The Trump Administration has begun firing hundreds of Federal Aviation Administration employees who maintain critical air traffic control infrastructure, reports CNN. The firings, which began late Friday night, come as Elon Musk’s SpaceX has been tapped to help create a new air traffic control system.
It’s not yet clear how many workers were fired, but the Professional Aviation Safety Specialists (PASS) union says they hit probationary workers, or new hires on a trial period. The workers were not air traffic controllers, who are in short supply due to staffing shortages that have gone on for decades.
The workers received late night emails Friday telling them they’d been fired, according to David Spero, president of the PASS union. The workers include people who were hired for FAA radar, landing, and navigational aid maintenance, according to an air traffic controller who spoke to the Associated Press on the condition of anonymity.
Spero noted the employees were fired “without cause nor based on performance or conduct.” The emails didn’t come from a government email address; they came from “an ‘exec order Microsoft email address.’”
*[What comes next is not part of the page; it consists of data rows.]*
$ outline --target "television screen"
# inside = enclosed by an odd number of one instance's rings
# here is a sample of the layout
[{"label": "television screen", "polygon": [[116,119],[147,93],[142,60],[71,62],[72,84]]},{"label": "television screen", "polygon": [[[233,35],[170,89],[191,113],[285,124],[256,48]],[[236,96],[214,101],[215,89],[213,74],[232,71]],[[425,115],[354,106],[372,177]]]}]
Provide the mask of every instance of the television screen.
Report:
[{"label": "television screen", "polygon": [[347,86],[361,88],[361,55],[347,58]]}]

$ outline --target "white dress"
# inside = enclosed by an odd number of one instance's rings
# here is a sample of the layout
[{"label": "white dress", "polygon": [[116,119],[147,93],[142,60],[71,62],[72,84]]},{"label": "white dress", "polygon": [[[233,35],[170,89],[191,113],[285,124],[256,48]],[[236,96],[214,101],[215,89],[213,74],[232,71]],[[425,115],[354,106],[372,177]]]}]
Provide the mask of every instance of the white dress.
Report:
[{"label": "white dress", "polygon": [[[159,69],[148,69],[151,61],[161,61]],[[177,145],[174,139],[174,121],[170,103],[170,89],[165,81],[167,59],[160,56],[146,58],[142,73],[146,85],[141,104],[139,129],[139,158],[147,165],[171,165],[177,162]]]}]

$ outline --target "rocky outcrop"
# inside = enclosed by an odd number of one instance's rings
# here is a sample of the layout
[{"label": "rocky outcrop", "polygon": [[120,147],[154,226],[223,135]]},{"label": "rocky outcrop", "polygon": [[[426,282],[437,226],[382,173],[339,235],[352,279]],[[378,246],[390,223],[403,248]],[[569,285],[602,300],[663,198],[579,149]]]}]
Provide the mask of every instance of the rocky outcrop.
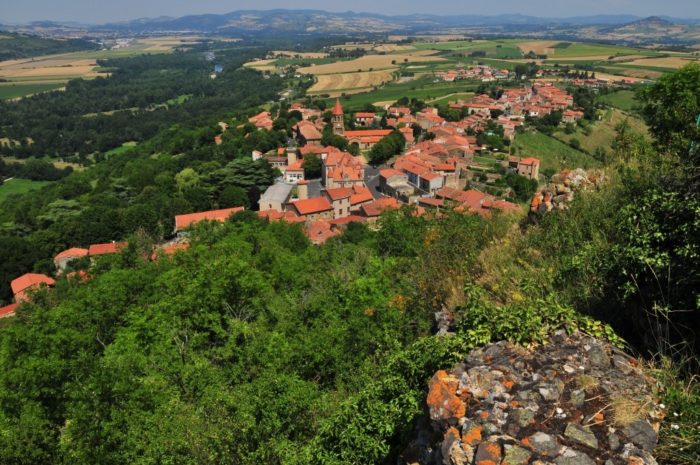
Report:
[{"label": "rocky outcrop", "polygon": [[430,380],[401,464],[654,465],[663,411],[637,361],[580,333],[472,351]]},{"label": "rocky outcrop", "polygon": [[599,188],[605,182],[605,174],[600,170],[564,170],[552,176],[544,189],[536,192],[530,203],[531,213],[547,213],[564,210],[574,199],[574,193]]}]

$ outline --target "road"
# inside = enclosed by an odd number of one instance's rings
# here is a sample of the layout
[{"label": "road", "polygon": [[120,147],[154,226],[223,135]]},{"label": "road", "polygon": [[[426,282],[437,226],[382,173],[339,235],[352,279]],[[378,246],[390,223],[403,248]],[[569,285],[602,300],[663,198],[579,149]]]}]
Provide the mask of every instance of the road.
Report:
[{"label": "road", "polygon": [[384,194],[379,192],[379,169],[373,166],[365,166],[365,185],[369,187],[369,191],[375,199],[384,197]]}]

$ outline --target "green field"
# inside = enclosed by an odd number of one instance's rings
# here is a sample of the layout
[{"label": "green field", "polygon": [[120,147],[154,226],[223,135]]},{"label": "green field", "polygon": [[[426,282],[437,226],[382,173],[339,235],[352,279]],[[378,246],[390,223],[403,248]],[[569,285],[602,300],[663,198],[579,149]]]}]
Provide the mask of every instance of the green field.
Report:
[{"label": "green field", "polygon": [[[414,81],[387,84],[372,92],[347,95],[343,97],[343,106],[349,110],[356,110],[364,107],[368,103],[395,102],[401,97],[432,100],[450,94],[471,93],[478,87],[479,83],[470,81],[433,82],[431,76],[424,76]],[[333,102],[335,102],[335,99],[327,100],[329,105]]]},{"label": "green field", "polygon": [[632,111],[639,104],[632,90],[619,90],[612,94],[601,95],[598,100],[624,111]]},{"label": "green field", "polygon": [[[564,46],[564,44],[570,44]],[[654,56],[658,52],[621,45],[591,44],[584,42],[560,42],[554,46],[554,54],[548,58],[573,58],[589,56],[645,55]]]},{"label": "green field", "polygon": [[0,203],[12,194],[24,194],[51,184],[48,181],[30,181],[29,179],[10,179],[0,184]]},{"label": "green field", "polygon": [[46,92],[48,90],[59,89],[65,83],[2,83],[0,84],[0,100],[7,100],[26,95]]},{"label": "green field", "polygon": [[453,52],[460,55],[470,55],[474,52],[486,53],[486,58],[521,58],[522,51],[509,41],[501,40],[474,40],[452,41],[439,43],[416,43],[418,50],[439,50]]},{"label": "green field", "polygon": [[579,150],[541,132],[526,132],[515,136],[513,146],[519,157],[536,157],[542,162],[540,170],[563,168],[593,168],[598,162]]}]

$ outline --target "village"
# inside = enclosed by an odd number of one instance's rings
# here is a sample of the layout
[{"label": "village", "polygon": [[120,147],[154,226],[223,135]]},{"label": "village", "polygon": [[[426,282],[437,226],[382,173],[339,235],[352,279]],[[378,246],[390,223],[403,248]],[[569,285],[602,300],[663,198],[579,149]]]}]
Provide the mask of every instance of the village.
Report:
[{"label": "village", "polygon": [[[435,107],[413,112],[408,106],[390,105],[383,113],[350,115],[355,129],[347,129],[339,99],[328,123],[320,110],[292,104],[290,109],[303,116],[294,126],[295,139],[287,147],[252,154],[253,159],[265,159],[282,173],[263,193],[259,215],[271,221],[303,223],[310,240],[321,244],[340,235],[354,221],[374,227],[383,211],[403,205],[414,207],[417,215],[446,209],[485,217],[495,211],[521,212],[512,191],[507,186],[497,187],[498,181],[501,173],[512,173],[539,183],[540,160],[509,156],[480,144],[478,135],[496,129],[512,141],[526,118],[556,111],[561,112],[564,124],[575,123],[584,113],[573,107],[573,97],[565,90],[539,82],[505,89],[498,99],[477,95],[450,102],[450,109],[464,115],[458,121],[441,117]],[[380,126],[382,120],[385,127]],[[260,130],[271,130],[273,115],[262,112],[249,122]],[[326,125],[353,150],[323,146]],[[367,154],[396,131],[403,136],[404,149],[387,162],[371,166]],[[309,157],[320,158],[320,179],[305,178],[304,161]],[[501,173],[493,172],[484,160],[497,165]]]},{"label": "village", "polygon": [[[482,69],[481,72],[484,70]],[[290,110],[302,115],[293,127],[294,138],[286,147],[267,153],[253,151],[253,160],[265,160],[279,170],[280,177],[262,193],[257,215],[268,221],[299,224],[316,245],[339,236],[353,222],[370,228],[380,227],[379,218],[389,210],[404,206],[414,215],[440,215],[445,211],[490,217],[496,213],[546,213],[566,208],[578,187],[597,185],[602,175],[589,175],[583,170],[557,173],[550,180],[540,173],[540,160],[535,157],[511,156],[488,144],[479,143],[479,134],[493,134],[512,141],[526,119],[561,112],[562,123],[575,123],[583,118],[574,108],[574,100],[565,90],[551,83],[537,82],[520,88],[505,89],[498,99],[481,94],[467,100],[449,103],[451,110],[463,116],[448,121],[438,109],[427,106],[412,111],[408,106],[389,105],[378,111],[360,111],[347,115],[340,99],[330,111],[330,122],[318,109],[293,103]],[[348,129],[348,117],[355,129]],[[385,127],[380,122],[385,120]],[[248,119],[259,131],[272,131],[274,115],[263,111]],[[349,151],[322,144],[323,132],[330,126],[332,134],[347,141]],[[222,134],[229,128],[219,123],[221,134],[214,138],[221,144]],[[366,158],[385,138],[398,135],[403,149],[389,160],[372,166]],[[305,161],[317,158],[321,163],[320,178],[307,179]],[[494,170],[493,163],[499,170]],[[490,167],[491,166],[491,167]],[[513,191],[499,185],[504,174],[523,177],[542,187],[529,209],[514,201]],[[189,247],[188,230],[203,221],[224,222],[243,207],[177,215],[171,239],[156,247],[150,260],[173,255]],[[82,282],[90,279],[85,269],[72,270],[70,264],[86,260],[92,264],[101,256],[114,255],[127,246],[125,242],[92,244],[88,248],[73,247],[54,257],[55,278],[65,275]],[[10,285],[14,303],[0,308],[0,318],[13,316],[19,304],[32,299],[39,289],[53,287],[54,277],[28,273]]]}]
Congress has demanded the FAA tackle a pattern of near-misses and modernize critical systems for years, and experts say the agency has failed to act on known issues.
The news comes just weeks after a January fatal mid-air collision at Ronald Reagan Washington National Airport in D.C. where one controller was handling both helicopter and commercial airline traffic at the busy airport. Several other crashes have occurred since.
Days after the Washington D.C. crash in January, Musk wrote on X that Trump gave his DOGE (Department of Government Efficiency) team approval to “make rapid safety upgrades to the air traffic control system.”
Neither Musk nor Trump has shared what those safety upgrades would be.
Members of Musk’s SpaceX team are visiting the Air Traffic Control System Command Center in Virginia on Monday to “get a firsthand look at the current system, learn what air traffic controllers like and dislike about their current tools, and envision how we can make a new, better, modern and safer system,” wrote Sean Duffy, Secretary of the Department of Transportation, in a post on X.